SSgt Billie W. Slayton
The Vietnam War
September 24, 1968
CITATION TO ACCOMPANY THE AWARD OF THE SILVER STAR
THE VIETNAM WAR - SOUTHEAST ASIA - THE REPUBLIC OF VIETNAM
STAFF SERGEANT BILLIE W. SLAYTON
Staff Sergeant Billie W. Slayton distinguished himself by gallantry in connection with military operations against an opposing armed force at Katum Special Forces Camp, Republic of Vietnam on 24 September 1968.
On that date, Sergeant Slayton repeatedly exposed himself to intense and accurately directed hostile ground fire while controlling incoming resupply aircraft bringing vital munitions and supplies to the beleaguered camp.
Sergeant Slayton assisted in derigging the dropped loads and removing them to the security of the camp. Sergeant Slayton later that day manned a machine gun position that saw an intense ground probe thwarted within 70 yards of his position.
By his gallantry and devotion to duty, Sergeant Slayton has reflected great credit upon himself and the United States Air Force.
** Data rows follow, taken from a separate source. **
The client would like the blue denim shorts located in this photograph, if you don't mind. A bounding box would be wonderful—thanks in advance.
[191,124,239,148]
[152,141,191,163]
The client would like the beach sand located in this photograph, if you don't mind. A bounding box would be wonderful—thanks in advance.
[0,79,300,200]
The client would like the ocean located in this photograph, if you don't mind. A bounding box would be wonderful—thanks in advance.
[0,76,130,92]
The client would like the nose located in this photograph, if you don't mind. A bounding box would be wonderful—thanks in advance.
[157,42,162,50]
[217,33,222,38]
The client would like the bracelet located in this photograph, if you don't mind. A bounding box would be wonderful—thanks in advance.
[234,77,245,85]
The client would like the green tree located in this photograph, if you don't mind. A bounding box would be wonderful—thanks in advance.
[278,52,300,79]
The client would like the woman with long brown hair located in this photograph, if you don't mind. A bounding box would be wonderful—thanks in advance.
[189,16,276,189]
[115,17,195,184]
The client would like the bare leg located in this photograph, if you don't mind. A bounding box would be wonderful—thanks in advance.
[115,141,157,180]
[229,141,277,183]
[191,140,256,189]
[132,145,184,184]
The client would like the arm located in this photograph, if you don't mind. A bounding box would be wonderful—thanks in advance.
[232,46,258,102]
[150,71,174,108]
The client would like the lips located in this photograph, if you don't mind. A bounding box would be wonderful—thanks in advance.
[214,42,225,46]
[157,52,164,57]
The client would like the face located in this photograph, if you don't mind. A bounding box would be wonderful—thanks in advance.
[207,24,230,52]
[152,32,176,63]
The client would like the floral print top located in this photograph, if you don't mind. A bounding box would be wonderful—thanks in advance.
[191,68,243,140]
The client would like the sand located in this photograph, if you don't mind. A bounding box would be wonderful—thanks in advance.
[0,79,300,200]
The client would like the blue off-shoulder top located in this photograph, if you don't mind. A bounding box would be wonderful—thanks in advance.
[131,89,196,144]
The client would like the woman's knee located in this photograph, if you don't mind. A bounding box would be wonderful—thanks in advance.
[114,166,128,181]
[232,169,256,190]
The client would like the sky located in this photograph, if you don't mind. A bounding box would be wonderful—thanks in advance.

Excerpt from “Brothers in Berets”:
On the night of 23–24 September 1968, a determined enemy force made repeated attempts to overrun the camp at Katum. After the at- tacks, Slayton recalled that American intelligence personnel surmised it was “the graduation for the infantry class,” because so many brand-new AK-47s littered the area. Slayton had never experienced the effectiveness of the AC-130 Specter gunship, but that night “they put their power where they needed to” to save their comrades on the ground. At one point, Slayton manned an M-60 machine gun dur- ing a probe that brought the enemy within 70 yards of his position. The next morning, Slayton and Elizondo cleared the runway of unexploded ordnance prior to coordinating the day’s resupply airdrops. Elizondo recalled pulling bombs out of the ground, a hazardous undertaking. They also noticed a number of enemy prisoners of war (POW), several horribly wounded and missing arms or legs, the grim result of the previous night’s unrelenting attacks. Elizondo offered one a cigarette, which the wounded man refused with disdain.
Positioned near the runway, the combat controllers relied on their portable radio to maintain communications with aircraft in the vicinity. There, they were exposed, as Slayton’s Silver Star citation read, to “hostile ground fire while controlling incoming resupply aircraft bringing vital munitions and supplies to the beleaguered camp.”
Slayton and Elizondo accounted for 2 of the 22 Silver Stars earned by combat controllers during the Southeast Asia conflict.